Everybody knows badger loves MASH POTATO!...On reflection Russ, does that mean you have bodgers hand up your arse?
Burrowing forearms aren't to be underestimated in a fight. For starters, you can always tunnel your way down through the base of the ring and force Ray to follow you down into the darkness under the earth - your home territory, where you'll have the upper hand...
Rather Bodger's hand than Ray's fists of fury... Although neither option is very comfortable...
But I might avoid that thanks to your sound, tactical advice, Mr Rickards. Yes... The way to go is with cunning which will outwit the brute force of the Banks every time...
I'd throw a cat his way. No doubt he won't be able to resist mangling it which gives you the opportunity of mayhem unrestricted by 'fists of fury'.
JR, where did you get that cool avatar, you bastard?

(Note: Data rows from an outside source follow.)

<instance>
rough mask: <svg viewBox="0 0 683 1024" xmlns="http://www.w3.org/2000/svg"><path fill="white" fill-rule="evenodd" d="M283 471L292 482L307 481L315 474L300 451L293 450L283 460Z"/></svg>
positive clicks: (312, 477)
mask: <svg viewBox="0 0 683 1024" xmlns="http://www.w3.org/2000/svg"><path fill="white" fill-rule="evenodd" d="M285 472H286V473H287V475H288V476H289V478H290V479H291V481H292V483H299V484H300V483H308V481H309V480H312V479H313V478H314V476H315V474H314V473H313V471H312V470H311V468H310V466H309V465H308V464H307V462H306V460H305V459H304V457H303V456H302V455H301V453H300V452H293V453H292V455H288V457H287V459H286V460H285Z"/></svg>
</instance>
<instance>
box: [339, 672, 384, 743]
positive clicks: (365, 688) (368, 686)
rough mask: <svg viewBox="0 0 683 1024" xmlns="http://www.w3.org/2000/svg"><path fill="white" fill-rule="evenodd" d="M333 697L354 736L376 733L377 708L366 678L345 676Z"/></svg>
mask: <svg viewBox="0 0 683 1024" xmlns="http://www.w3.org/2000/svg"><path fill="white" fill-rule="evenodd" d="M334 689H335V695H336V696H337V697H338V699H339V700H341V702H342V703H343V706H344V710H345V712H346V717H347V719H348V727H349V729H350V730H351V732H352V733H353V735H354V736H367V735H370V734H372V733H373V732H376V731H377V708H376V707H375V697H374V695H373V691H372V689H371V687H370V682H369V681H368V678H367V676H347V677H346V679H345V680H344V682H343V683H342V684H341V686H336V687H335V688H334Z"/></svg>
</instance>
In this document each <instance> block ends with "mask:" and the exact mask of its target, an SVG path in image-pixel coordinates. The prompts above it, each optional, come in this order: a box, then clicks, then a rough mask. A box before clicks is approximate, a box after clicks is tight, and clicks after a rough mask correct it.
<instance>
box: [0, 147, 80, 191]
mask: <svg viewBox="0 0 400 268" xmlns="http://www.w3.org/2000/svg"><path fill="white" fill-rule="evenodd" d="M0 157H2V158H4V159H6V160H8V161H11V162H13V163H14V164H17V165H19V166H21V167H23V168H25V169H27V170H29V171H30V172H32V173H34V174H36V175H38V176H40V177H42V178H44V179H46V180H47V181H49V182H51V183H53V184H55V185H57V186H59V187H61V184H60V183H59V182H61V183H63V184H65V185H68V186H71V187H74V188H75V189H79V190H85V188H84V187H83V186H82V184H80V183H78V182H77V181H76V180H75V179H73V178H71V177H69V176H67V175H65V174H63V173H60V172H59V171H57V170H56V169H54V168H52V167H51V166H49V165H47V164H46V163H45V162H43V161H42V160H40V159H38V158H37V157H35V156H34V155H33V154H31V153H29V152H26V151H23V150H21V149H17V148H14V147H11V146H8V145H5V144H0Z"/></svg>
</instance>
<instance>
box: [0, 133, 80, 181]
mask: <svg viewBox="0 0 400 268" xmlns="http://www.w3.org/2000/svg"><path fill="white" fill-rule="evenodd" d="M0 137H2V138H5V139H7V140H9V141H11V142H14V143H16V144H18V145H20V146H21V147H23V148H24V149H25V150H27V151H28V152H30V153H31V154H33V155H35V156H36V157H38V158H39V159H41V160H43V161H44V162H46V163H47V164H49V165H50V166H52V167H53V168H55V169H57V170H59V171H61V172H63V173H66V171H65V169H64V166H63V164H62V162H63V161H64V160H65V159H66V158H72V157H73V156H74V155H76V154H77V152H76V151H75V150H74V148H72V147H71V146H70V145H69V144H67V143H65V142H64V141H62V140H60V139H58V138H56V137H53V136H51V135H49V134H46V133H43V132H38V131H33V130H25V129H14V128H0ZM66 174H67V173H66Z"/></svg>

If you're going to use the Bodger and Badger technique, I will have to counter with the De Courcey Nookie Bear combo.
We shall see who will emerge triumphant from the Battle Of The Rubbish Ventriloquists!
I hold the towel for Russ.
He'd retaliate with a keith and Orville special roundhouse.
Ha! Russ 1 Ray 0
Jen, I yoinked it from a bunch of LJ icons Warren Ellis posted here. Although the animation on that and the other smoking one (which I also yoinked at the time) is rather patchy so I re-edited the gif to make it smoother.
I'm dead techie, me.
I'm half techie, half slacked-jawed moron.
Ha, Ray, ya see, Becs there is like my Mickey; she'd got me punching meat hanging off hooks and running up and down the steps of the Caird Hall in preparation.
And Badger'll kick Nookie Bear's arse any day of the week (especially with help from Orville).
And if that don't work, I'm bringing a cat (smuggling it in the beard) and using Jen's tactics.